The 2018–2019 Omani protests were nationwide protests and rallies in which tens of thousands of protesters marched against skyrocketing unemployment and inflation in the Sultanate of Oman. These protests were part of a larger series of anti-government protests in several Arab countries, known as the 2018–2024 Arab protests. Over a 13-month period between January 2018 and January 2019, Omani citizens went out into the streets on several occasions to rally against decisions made by their government, whilst demanding more employment opportunities as well as economic reforms.

== Timeline ==

=== First wave (January 2018) ===
In the afternoon of Monday the 22nd of January 2018, a large group of Omani citizens began to gather outside the Ministry of Manpower in Muscat. As the crowd grew bigger, protesters reportedly started shouting chants such as: 'we want jobs' and 'we are tired of waiting'. As riot police stood on guard, several of the young unemployed protesters demonstrating against the lack of job opportunities were invited into the Ministry building to discuss their grievances with officials.

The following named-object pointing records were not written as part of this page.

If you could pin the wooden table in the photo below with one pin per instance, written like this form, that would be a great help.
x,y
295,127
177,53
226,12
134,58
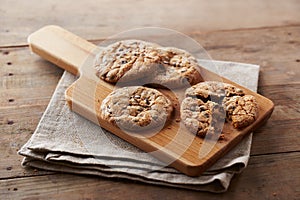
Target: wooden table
x,y
267,34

Exactly one week later, on January 29, protesters gathered once again in the Omani capital. This time, demonstrations spread to provincial cities Salalah and Sur. Protesters' demands mainly targeted the lack of job opportunities within the Sultanate as well as the high unemployment rate, with the national rate being estimated at 15% nationally and over 30% for young people the year before.

Numerous arrests were made by riot-police in the Southern Dhofar governorate in January 2018, with protesters reportedly being released that same day.

In response of the nationwide protests, the Omani government announced that it would be creating 25 thousand jobs over the next six months, that were to be filled by Omani nationals only. Furthermore, Oman's Minister of Manpower Abdullah bin Nasser al-Bakri stated that the recruitment of expatriate labor to certain professions would be restricted during that same period. In total, Oman banned the issuance of new visas for expatriate workers in 87 private sector professions and increased the fees for sponsoring expatriate employees. As promised, it also managed to create 25 thousands public sector jobs for its citizens.

=== Second wave (December 2018 - January 2019) ===

Unrest resurfaced in the Sultanate of Oman towards the end of 2018. In december, thousands of protesters rallied against economic hardship and once again requested more job opportunities. Protests reached the cities of Muscat, Sohar, Sur and Salalah and were composed mostly of recent graduates and unemployed youth. Within certain professions, strikes were reported throughout the country.

On January 1, 2019, renewed protests broke out in Oman's biggest cities: Muscat and Salalah. People in the streets protested high unemployment rates and austerity measures adopted by the regime to compensate for decreasing oil prices. These measures involved cutting government spending on subsidies by over OMR500 million (approx. USD1.3bn) in 2015-2016. In previous years, the Omani government capped the price of regular petrol; diesel and super petrol remained linked to international crude oil prices. Similar public demonstrations had taken place in Oman in 2015 after transportation fuel prices were indexed to international market prices.

The demonstrations that took place in early January 2019 triggered a swift response by the Omani government. Existing visa-bans for expatriates that were installed after the 2018 protests were extended. On January 6, the Omani government announced that it would establish a new body to alleviate the employment-crisis. The so-called National Center for Employment was created to help Omanis to navigate the national labor market. As a result, protests and strikes came to an end on January 9, 2019.

==== Police response ====
Polices responses to the late 2018 protests were reported to have been excessive at times, with some people being arrested immediately upon their arrival to the protest site. Some protesters reportedly were being released quickly, whereas for others that has remained unclear. Over the course of 2018, at least 30 people protesting unemployment were arrested and later released in Oman. In 2019, police forces detained two radio journalists from Hala FM who were covering an unemployment protest in Muscat. Police also reportedly forced social media users at the protest to delete the photos and videos which they had taken.